Bu tip rüzgarlara Atlantik Okyanusu'nda "kasırga", Pasifik Okyanusu'nun batısında ise "tayfun" adını veriyorlar. Adlandırılış biçimleri farklı olsa da tüm kasırgalar tropikal sulardan doğuyorlar. Bu bölgelerdeki suların sıcaklığı genellikle 26 derece civarında dolaşıyor. Buradaki nemli ve sıcak hava zamanla buharlaşıp atmosferin daha üst tabakalarına çıkıyor. Ne var ki, yükseldikçe soğuyan bu nemli ve sıcak hava, atmosferin belli bir noktasında, geniş bir alana yayılan "kümülüs" ya da "kümülonimbus" türü kalın bulut tabakaları oluşturuyor.
İşte tam bu noktada "Coriolis Etkisi" ortaya çıkıyor. Kuzey yarımküredeki rüzgarlar, bu etkiyle Dünya'nın hareketine bağlı olarak, bir saatin akrep ve yelkovanının hareketinin ters yönünde hareket etmeye başlıyorlar. Böylece bulutlar, bir alçak basınç merkezinin çevresinde dönüyorlar. Bu alçak basınç merkezinin tam ortasındaki deliğe meteoroloji uzmanları "kasırga gözü" adını veriyor. Buradaki yoğunluk en üst düzeye vardığında, su buharı sıvı haline dönüşüyor ve çok şiddetli bir yağmur yağmaya başlıyor. Bu yağmur bulut kütlesindeki ısıyı özgür bırakıyor ve böylece havadaki düzensizlik daha da artıyor. Sonunda kasırga harekete geçiyor.

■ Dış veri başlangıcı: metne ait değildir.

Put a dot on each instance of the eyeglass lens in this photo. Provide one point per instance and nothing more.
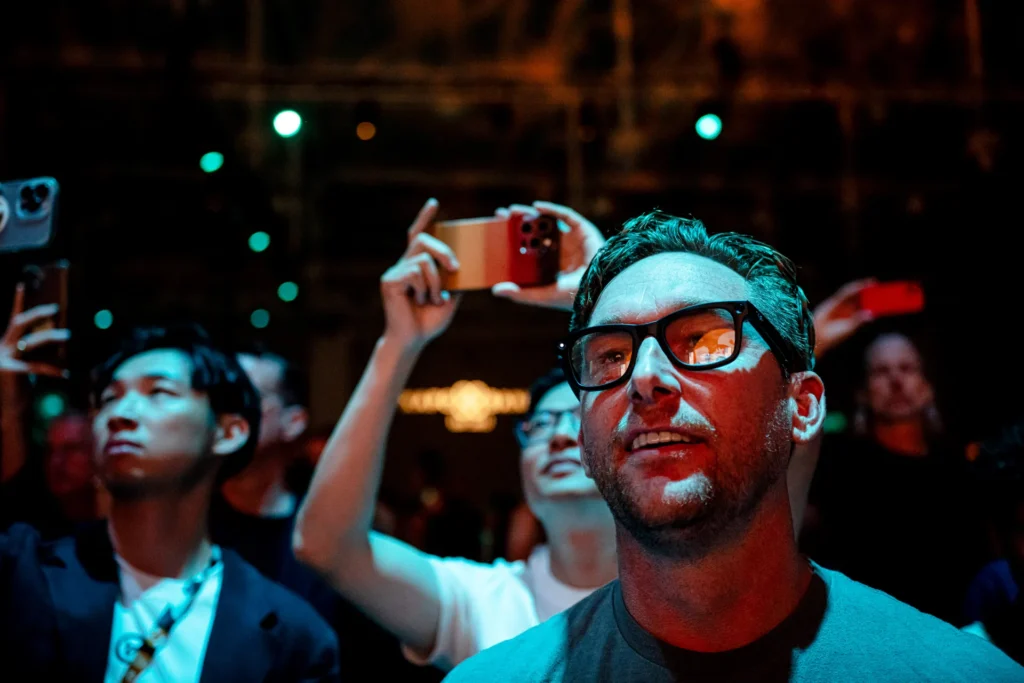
(698, 339)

Kasırga sırasında rüzgarın ortalama hızı saatte 100-105 kilometre arasında değişiyor. Ama kasırgalarda ender olarak hızı saatte 350 kilometreyi bulan rüzgarlara da rastlanıyor. Ancak, asıl önemlisi, kasırgaların çapının ulaştığı boyutlar... Kasırganın etkinlik alanının çapı 500 ile 1.000 kilometre arasında değişiyor. Ortalama olarak 10 gün sürüyorlar ve bu dönem içinde binlerce kilometrelik bir alan içinde gidip gelebiliyorlar. Kasırgalar tropikal sıcak suların üstünde oluştuklarından kara ile karşılaştıklarında etkinliklerini yitirmeye başlıyorlar. Çünkü, oluşumları için gerekli olan denizlerin sıcak ve nemli havasından yoksun kalıyorlar.